We appeal to residents to observe health regulations, including boiling drinking water, Mwakembe said.
In Zanzibar, an archipelago off Tanzanias coast, 146 patients have been admitted to hospital for dysentery since October 20, Health and Social Welfare Minister Sultan Mugheiry said. He added that most of the victims were children.
The risk of waterborne disease rises twice a year, when seasonal rains come to Tanzania. Both Zanzibar and Dar es Salaam suffer from a shortage of clean water and an outdated sewage system, which helps spread disease.
The annual report of the UN Development Program released Thursday said that lack of access to clean water and basic sanitation kills nearly 2 million young children each year.
This amounted to nearly 5 000 deaths per day, most of them preventable, and made diarrhoea the second biggest childhood killer.
The report cited Peruvian studies that the installation of a flush toilet in the home increased by almost 60 percent the chances of a child surviving to the first birthday and in Egypt by 57 percent.

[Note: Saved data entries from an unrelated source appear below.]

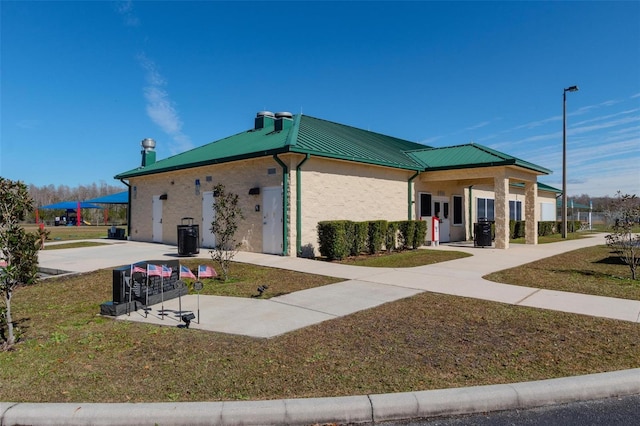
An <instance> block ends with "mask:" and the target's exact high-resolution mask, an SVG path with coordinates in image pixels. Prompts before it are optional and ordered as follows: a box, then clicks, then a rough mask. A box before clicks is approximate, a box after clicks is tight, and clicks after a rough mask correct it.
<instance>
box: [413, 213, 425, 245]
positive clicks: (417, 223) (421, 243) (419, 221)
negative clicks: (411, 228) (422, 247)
mask: <svg viewBox="0 0 640 426" xmlns="http://www.w3.org/2000/svg"><path fill="white" fill-rule="evenodd" d="M414 222H415V223H416V227H415V229H414V232H415V237H413V248H414V249H417V248H418V247H420V246H421V245H423V244H424V241H425V240H426V239H427V222H426V221H424V220H414Z"/></svg>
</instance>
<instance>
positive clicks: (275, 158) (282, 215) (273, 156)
mask: <svg viewBox="0 0 640 426" xmlns="http://www.w3.org/2000/svg"><path fill="white" fill-rule="evenodd" d="M273 159H274V160H276V161H277V162H278V164H280V166H281V167H282V256H287V255H288V254H289V209H288V208H287V206H288V205H289V167H288V166H287V165H286V164H284V163H283V162H282V160H280V159H279V158H278V154H273Z"/></svg>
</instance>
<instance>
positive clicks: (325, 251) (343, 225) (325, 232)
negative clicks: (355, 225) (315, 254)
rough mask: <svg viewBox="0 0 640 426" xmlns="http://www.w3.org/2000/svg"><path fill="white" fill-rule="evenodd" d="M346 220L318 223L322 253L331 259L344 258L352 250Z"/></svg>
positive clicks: (340, 220) (340, 258) (322, 253)
mask: <svg viewBox="0 0 640 426" xmlns="http://www.w3.org/2000/svg"><path fill="white" fill-rule="evenodd" d="M347 222H348V221H346V220H334V221H326V222H319V223H318V243H319V245H320V247H319V250H320V254H321V255H322V256H324V257H326V258H327V259H329V260H334V259H338V260H339V259H343V258H344V257H346V256H348V255H349V253H350V252H351V250H350V246H351V242H350V241H349V240H348V239H347V230H346V226H347V225H346V224H347Z"/></svg>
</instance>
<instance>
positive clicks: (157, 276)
mask: <svg viewBox="0 0 640 426" xmlns="http://www.w3.org/2000/svg"><path fill="white" fill-rule="evenodd" d="M147 275H149V276H150V277H153V276H156V277H161V276H162V270H161V269H160V267H159V266H157V265H147Z"/></svg>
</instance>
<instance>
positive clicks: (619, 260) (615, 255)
mask: <svg viewBox="0 0 640 426" xmlns="http://www.w3.org/2000/svg"><path fill="white" fill-rule="evenodd" d="M593 263H600V264H603V265H626V263H624V261H623V260H622V259H621V258H620V256H618V255H614V256H609V257H605V258H603V259H600V260H597V261H595V262H593Z"/></svg>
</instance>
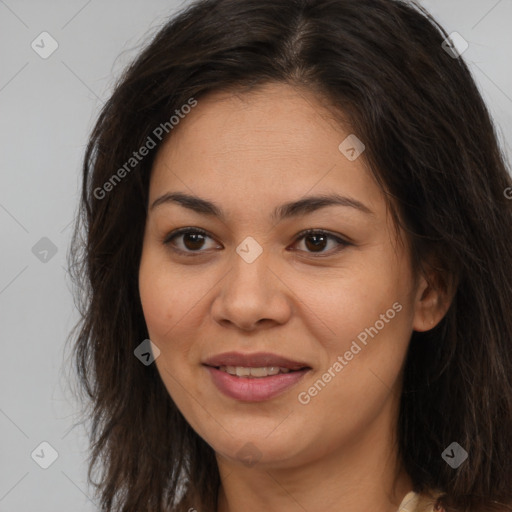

A recent door-to-door study conducted by Zanzibars Health Ministry found that 90 percent of households in residential areas had no toilets.
People must boil drinking water and wash their hands, Mugheiry said. The ministry will make sure that sanitation would be improved.
Zanzibar also produces only 24 million litres of water a day despite demand for 50 million litres, forcing people to collect rain water or drink from streams, both of which are unsafe.
Both dysentery and cholera can be easily treated, but can also result in death if left untreated.